Questões para reflexão e conversação
Em que sentido pode-se dizer que a democracia é um conjunto de conversações? (7)
Por que os agentes (os “novos monges”) aos quais caberia manter acesa a chama da conversação democrática são aqui chamados de democratas liberais-inovadores? (8)
Por que não basta defender a democracia que temos, como modo político de administração do Estado, mas seria necessário experimentá-la também como modo de vida para alcançar as democracias que queremos? (9)
Notas
(1) Lührmann, Anna & Lindberg, Staffan (2019). Uma terceira onda de autocratização está aqui: o que há de novo nisso? Dagobah (07/03/2019) Cf. o original: A third wave of autocratization is here: what is new about it? Democratization, Volume 26, 2019 – Issue 7.
(2) Diamond, Larry (2015). Enfrentando a recessão democrática. Dagobah (13/01/2019). Cf. o original: Diamond, Larry (2015). Facing up to the democratic recession. Journal of Democracy Volume 26, Number 1 January 2015 © 2015 National Endowment for Democracy and Johns Hopkins University Press.
(3) Cf. Samuel P. Huntington (1991). Democracy’s Third Wave. Journal of Democracy Vol.2. No.2 Spring 1991.
(4) Cahill, Thomas (1995). Como os irlandeses salvaram a civilização. Rio de Janeiro: Objetiva, 1999.
(5) Franco, Augusto (2021). Não é possível salvar a democracia. Dagobah (25/01/2021).
(6) Franco, Augusto (2023). Democratas liberais inovadores. Dagobah (29/04/2023).

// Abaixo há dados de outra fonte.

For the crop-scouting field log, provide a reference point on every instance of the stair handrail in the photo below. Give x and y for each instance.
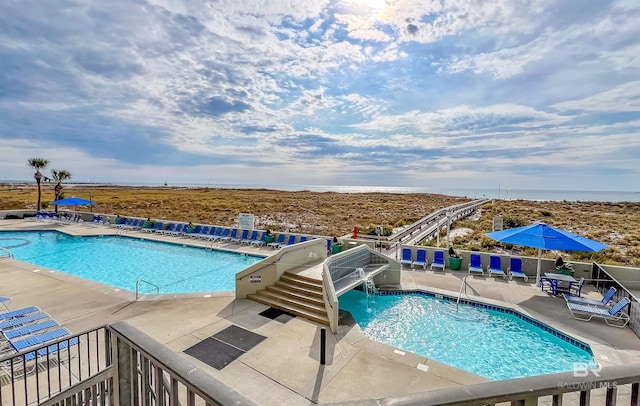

(7) Ver Maturana, Humberto & Verden-Zoller, Gerda (1993). Amar e Brincar: Fundamentos esquecidos do humano. São Paulo: Palas Athena Editora, 2009. Cf. a primeira parte do livro, intitulada Conversações Matrísticas e Patriarcais, em especial o capítulo 6.3.
(8) Cf. nota (6) supra.
(9) Cf. Franco, Augusto (2023). Como as democracias nascem: redescobrindo o papel inovador da democracia como regime político e como modo-de-vida. São Paulo: Casas da Democracia, 2023.